Outside the I.N.S. office, several in the crowd were bent over, trying to light candles in the freezing wind. “How can they not send him back?” a Haitian man asked me. “He has been found guilty by a Haitian court. Why is the C.I.A. protecting him?” Suddenly, there was a loud, unified chant from the crowd: “Toto Constant, you can’t hide! We charge you with genocide!”

AU REVOIR?

At one of our last meetings in 2001, after Jean-Bertrand Aristide and George W. Bush had each been sworn in to their respective offices, Constant called and said that he had to see me. His legal status remained unchanged. He had been talking to his “advisers,” he said, and he needed to tell me something. The political terrain had shifted in both countries, he said. There was more and more resistance to Aristide, even in Queens. Bombs had recently exploded in Port-au-Prince, and the regime had blamed Constant. He denied any role, but he said that Haitians from all over were calling, waiting for him to act, to step up.

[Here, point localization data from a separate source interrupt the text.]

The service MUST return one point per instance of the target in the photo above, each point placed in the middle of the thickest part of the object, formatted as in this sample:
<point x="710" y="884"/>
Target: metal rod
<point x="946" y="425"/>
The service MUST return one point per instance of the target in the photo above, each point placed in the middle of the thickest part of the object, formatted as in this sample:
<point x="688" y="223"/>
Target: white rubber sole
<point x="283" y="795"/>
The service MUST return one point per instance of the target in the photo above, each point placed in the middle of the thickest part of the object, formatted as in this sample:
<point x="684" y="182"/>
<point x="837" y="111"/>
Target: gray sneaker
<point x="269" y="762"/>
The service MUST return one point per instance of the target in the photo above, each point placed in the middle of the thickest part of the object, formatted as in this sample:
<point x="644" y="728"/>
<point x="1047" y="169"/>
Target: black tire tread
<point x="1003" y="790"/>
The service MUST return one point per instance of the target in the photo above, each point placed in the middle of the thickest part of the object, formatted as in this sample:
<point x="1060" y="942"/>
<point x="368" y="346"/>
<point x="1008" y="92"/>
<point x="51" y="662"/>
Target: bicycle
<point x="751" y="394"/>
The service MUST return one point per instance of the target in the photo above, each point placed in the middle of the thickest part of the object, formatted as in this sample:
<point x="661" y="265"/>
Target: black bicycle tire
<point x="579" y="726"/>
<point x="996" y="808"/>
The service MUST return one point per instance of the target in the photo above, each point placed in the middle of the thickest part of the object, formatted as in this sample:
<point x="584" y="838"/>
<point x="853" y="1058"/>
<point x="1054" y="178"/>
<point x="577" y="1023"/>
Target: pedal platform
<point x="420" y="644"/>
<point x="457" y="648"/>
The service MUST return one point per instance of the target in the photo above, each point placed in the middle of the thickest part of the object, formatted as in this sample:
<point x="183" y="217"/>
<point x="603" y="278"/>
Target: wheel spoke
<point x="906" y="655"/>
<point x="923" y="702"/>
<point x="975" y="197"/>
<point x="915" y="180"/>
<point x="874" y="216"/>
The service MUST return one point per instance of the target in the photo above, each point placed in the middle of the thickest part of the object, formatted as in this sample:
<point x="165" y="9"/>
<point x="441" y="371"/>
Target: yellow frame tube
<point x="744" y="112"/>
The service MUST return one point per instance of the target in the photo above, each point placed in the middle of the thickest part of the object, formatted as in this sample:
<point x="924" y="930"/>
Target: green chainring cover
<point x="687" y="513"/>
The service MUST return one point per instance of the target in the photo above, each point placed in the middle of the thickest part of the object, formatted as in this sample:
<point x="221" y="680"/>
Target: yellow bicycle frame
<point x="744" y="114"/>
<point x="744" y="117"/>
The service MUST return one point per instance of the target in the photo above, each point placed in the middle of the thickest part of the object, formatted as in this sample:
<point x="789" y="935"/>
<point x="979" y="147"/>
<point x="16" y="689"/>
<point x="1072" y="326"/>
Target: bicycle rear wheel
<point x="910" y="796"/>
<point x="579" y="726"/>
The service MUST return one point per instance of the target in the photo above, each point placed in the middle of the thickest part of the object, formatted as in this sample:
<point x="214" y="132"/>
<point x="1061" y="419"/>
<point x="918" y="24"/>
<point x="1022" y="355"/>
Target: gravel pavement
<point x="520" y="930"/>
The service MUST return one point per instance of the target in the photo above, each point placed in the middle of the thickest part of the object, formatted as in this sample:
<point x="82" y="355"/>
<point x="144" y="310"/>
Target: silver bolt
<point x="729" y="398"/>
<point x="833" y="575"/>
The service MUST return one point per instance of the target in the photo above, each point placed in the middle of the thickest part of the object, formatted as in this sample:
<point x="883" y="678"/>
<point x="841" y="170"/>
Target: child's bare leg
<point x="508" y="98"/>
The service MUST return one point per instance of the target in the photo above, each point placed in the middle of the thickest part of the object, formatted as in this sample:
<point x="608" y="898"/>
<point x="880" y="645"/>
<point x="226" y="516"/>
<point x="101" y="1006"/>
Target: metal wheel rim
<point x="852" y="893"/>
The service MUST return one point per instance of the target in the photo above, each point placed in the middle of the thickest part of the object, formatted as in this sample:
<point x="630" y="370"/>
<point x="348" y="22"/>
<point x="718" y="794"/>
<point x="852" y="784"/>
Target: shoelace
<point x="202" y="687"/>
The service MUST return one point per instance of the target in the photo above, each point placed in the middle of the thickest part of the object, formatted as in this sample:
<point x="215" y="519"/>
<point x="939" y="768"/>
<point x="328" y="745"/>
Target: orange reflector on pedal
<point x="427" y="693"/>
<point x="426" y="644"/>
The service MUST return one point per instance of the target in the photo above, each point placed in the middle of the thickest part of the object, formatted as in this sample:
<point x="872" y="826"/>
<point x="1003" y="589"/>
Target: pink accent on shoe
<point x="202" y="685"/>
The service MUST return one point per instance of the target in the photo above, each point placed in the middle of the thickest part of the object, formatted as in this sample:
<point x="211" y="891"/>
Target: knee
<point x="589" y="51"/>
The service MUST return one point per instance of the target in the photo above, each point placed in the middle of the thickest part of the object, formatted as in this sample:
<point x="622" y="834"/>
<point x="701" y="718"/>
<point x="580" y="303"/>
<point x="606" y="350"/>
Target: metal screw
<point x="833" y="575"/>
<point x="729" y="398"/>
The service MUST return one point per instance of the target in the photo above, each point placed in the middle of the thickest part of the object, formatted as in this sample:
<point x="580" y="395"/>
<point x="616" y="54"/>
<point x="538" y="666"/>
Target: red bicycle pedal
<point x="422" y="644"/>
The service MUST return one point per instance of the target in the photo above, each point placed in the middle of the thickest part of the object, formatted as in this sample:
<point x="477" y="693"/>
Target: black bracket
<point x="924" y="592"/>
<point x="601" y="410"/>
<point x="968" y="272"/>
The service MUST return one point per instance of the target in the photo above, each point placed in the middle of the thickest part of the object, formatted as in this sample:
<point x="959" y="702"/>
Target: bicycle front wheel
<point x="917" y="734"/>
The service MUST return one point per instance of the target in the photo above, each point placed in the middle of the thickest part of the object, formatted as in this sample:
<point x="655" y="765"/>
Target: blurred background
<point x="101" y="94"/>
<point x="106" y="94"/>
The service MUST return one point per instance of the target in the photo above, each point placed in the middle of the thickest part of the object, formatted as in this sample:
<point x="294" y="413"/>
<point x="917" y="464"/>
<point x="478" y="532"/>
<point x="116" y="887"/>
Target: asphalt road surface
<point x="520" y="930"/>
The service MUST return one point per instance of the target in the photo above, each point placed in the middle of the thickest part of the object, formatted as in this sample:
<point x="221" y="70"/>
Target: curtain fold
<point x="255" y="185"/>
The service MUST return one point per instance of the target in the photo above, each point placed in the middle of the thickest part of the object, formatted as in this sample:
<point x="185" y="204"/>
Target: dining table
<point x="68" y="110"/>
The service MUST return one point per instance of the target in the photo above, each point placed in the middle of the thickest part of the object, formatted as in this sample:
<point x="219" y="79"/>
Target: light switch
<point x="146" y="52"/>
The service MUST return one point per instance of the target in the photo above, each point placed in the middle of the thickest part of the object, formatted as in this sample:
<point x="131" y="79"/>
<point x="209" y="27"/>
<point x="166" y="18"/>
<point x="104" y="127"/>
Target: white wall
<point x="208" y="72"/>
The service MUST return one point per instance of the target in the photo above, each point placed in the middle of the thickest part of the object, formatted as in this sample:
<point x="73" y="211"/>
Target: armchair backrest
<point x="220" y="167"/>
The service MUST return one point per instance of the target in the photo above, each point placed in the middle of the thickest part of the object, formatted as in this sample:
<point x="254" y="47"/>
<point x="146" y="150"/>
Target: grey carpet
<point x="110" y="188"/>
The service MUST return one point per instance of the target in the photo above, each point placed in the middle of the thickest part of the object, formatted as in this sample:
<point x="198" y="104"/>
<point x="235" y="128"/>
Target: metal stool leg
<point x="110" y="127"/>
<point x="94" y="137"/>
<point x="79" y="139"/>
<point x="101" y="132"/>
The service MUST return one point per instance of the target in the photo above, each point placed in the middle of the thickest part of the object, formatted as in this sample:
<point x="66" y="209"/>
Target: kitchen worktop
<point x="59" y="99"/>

At the Haitian restaurant where we met, he told me that people had “been publishing articles, and they say, ‘Look at this guy who has been convicted for murder in Haiti and he’s getting stronger and stronger every day.’” He sipped a glass of rum. “A lot of people in Haiti are watching me. They haven’t heard from me. They don’t know what’s going to happen, but everyone has their eyes on me, and people are sending me their phone numbers from Haiti. People here try to reach me. Political leaders are trying to reach me. There is a perception that if… Aristide is on the go, I’m the only one that can step in. I can’t let that thing get to my head. I have to be very careful and analyze it and make it work for me.”

As people entered the restaurant, Constant looked over his shoulder to check them out. He waited for two Haitian men to sit down, and then he turned back to me and said that he had to do something dramatic or he would be a hostage in Queens for the rest of his life. “If I stand up and make a press conference, and even if I don’t say anything but I just attack Aristide, that’s going to give strength to the opposition down there, that’s going to give strength to the former military, that’s going to give strength to the former FRAPH members, that’s going to give strength to everyone who didn’t have the guts because they didn’t see who would take the lead.”

He had recently received a new spate of death threats, he said. Someone had gotten hold of his cell-phone number and had warned, “I’m going to get you no matter what you do.”

I asked if he was afraid of what might happen if he so brazenly broke his gag order and called a press conference. He said that he wasn’t sure what would happen, but it was his destiny. “I’ve been prepared since young for a mission, and that’s why I’ve stayed alive,” he said. He glanced over his shoulder again, and then he leaned toward me. “I’m either going to be President of Haiti,” he said, “or I’m going to be killed.”

– June, 2001

In July, 2006, Constant met a more mundane and unexpected fate: he was arrested in New York for defrauding lenders of more than a million dollars in an elaborate real-estate scam. This time, none of Constant’s connections could protect him from the law. Tried in New York, he was found guilty and sentenced to up to thirty-seven years in prison. The state’s attorney general, Andrew Cuomo, said, “Constant will no longer be a menace to our society.”